Ele não era bonito, nunca tinha sido bonito, isto estava na cara. Era sim muito divertido, extremamente inteligente e bem mais velho, o que o tornava insuportavelmente atraente.

Ela também não era bonita. Era de natureza extrovertida, e, apesar de ter vivido muito para a idade, achava, como toda adolescente, que sabia de tudo no auge de seus 16 anos.

Ele tinha namorada. Ela sempre soube. O que tornava a relação professor-aluna apenas mais um detalhe picante da relação proibida.

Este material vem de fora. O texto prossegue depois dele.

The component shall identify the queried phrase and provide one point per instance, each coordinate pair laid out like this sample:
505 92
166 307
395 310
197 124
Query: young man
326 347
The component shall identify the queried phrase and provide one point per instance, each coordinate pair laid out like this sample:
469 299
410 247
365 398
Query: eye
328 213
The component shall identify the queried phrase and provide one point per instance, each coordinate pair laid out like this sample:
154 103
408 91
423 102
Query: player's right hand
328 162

Em meio a conversas sobre física, química e pedagogia, começaram a surgir discussões sobre namoro, relacionamentos e sexo. O horário de aula passou a ser o momento mais esperado do dia. As salas sem câmera da escola eram os esconderijos perfeitos. Os olhares trocados nos corredores, os toques discretos em momentos oportunos, as palavras sussurradas no ouvido em meio ao barulho da multidão de alunos na hora do intervalo e o jogo sempre limpo entre os dois, sem promessas ou mentiras, culminaram numa relação verdadeira, intensa e parcialmente escondida.
Parcialmente porque as pessoas em volta sabiam que acontecia alguma coisa entre os dois. Fato é que ninguém nunca soube o que realmente acontecia.

Não era só amor. Não era só paixão. Não era só amizade. Não era só sexo. Não era abuso. Não era.

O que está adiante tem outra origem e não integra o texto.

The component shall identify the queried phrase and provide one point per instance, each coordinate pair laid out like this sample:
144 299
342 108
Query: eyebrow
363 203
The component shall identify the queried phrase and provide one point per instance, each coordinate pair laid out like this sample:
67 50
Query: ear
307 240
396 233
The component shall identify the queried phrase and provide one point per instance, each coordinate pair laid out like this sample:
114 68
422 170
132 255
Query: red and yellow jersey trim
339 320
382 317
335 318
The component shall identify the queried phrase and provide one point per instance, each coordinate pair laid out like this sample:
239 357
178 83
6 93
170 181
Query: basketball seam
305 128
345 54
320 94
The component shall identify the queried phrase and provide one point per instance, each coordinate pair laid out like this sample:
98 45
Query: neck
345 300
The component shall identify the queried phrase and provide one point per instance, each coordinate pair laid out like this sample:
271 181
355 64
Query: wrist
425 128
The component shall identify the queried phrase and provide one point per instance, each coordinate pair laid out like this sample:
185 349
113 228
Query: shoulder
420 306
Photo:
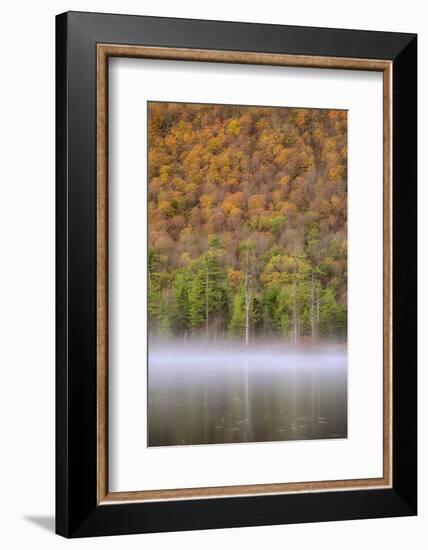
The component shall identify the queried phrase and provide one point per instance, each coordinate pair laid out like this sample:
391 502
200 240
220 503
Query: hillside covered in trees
247 223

Era adoração. Tesão. Confiança. Amizade coloridíssima. Pegada. Carinho. Respeito mútuo. Era algo que esfriaria com a distância mas que não acabaria nunca. Que ficaria guardado dentro dos dois e que voltaria à tona numa rápida troca de olhares, mesmo anos depois.

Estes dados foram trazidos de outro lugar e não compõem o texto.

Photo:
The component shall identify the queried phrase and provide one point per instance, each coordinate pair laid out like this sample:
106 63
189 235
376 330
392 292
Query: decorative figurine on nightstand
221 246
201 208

Ele talvez desistisse da namorada se ela pedisse. Ela certamente desistiria de muita coisa se ele pedisse. Mas isso nem sequer passaria pela cabeça dos dois. “Pedir” não fazia parte do acordo selado sem palavras ou assinaturas, apenas com olhares.
Quando estavam juntos, um encontrava o mundo dentro do outro, e esse mundo bastava.

Somente esse mundo poderia explicar o nome dela naquele testamento.

Quando ele faleceu, 20 anos após o primeiro beijo dos dois, deixou para ela um bom dinheiro e uma carta. A namorada, que já havia se tornado esposa e agora era viúva, lhe entregou tudo em mãos, comentando algo como: "nem sei quem você é, mas seu nome aparecia antes do meu no testamento".
Levou o pacote pra casa e abriu quando o marido dormia. Junto do dinheiro encontrou a única foto que os dois haviam tirado, muitos anos antes, e um recado simples que resumia de forma brilhante um sentimento tão diferente de todos os outros:
"Um dia você me disse que queria conhecer a Europa. O dinheiro é pra essa viagem que sempre quis te dar, mas nunca tive como. Só me arrependo de não ir com você. Só mesmo! Se tivesse outra vida, faria tudo exatamente como fiz, pra não correr o risco de perder o seu sorriso. Para a melhor aluna que tive, que por preguiça aprendeu pouco de física, menos ainda de química, mas tudo de amor. Aprendeu tanto que ensinou o mundo e me encheu de orgulho e conhecimento. Amo você.
A.L."
Foi a primeira e última vez que ele disse que a amava. A impressão que ficou pra ela, no entanto, é que isso tinha sido repetido milhares de vezes naqueles anos.
Deitou na cama, abraçou a carta e, sorrindo, disse para si mesma, "Boa noite, professor, até amanhã". Fechou os olhos e dormiu pra sempre.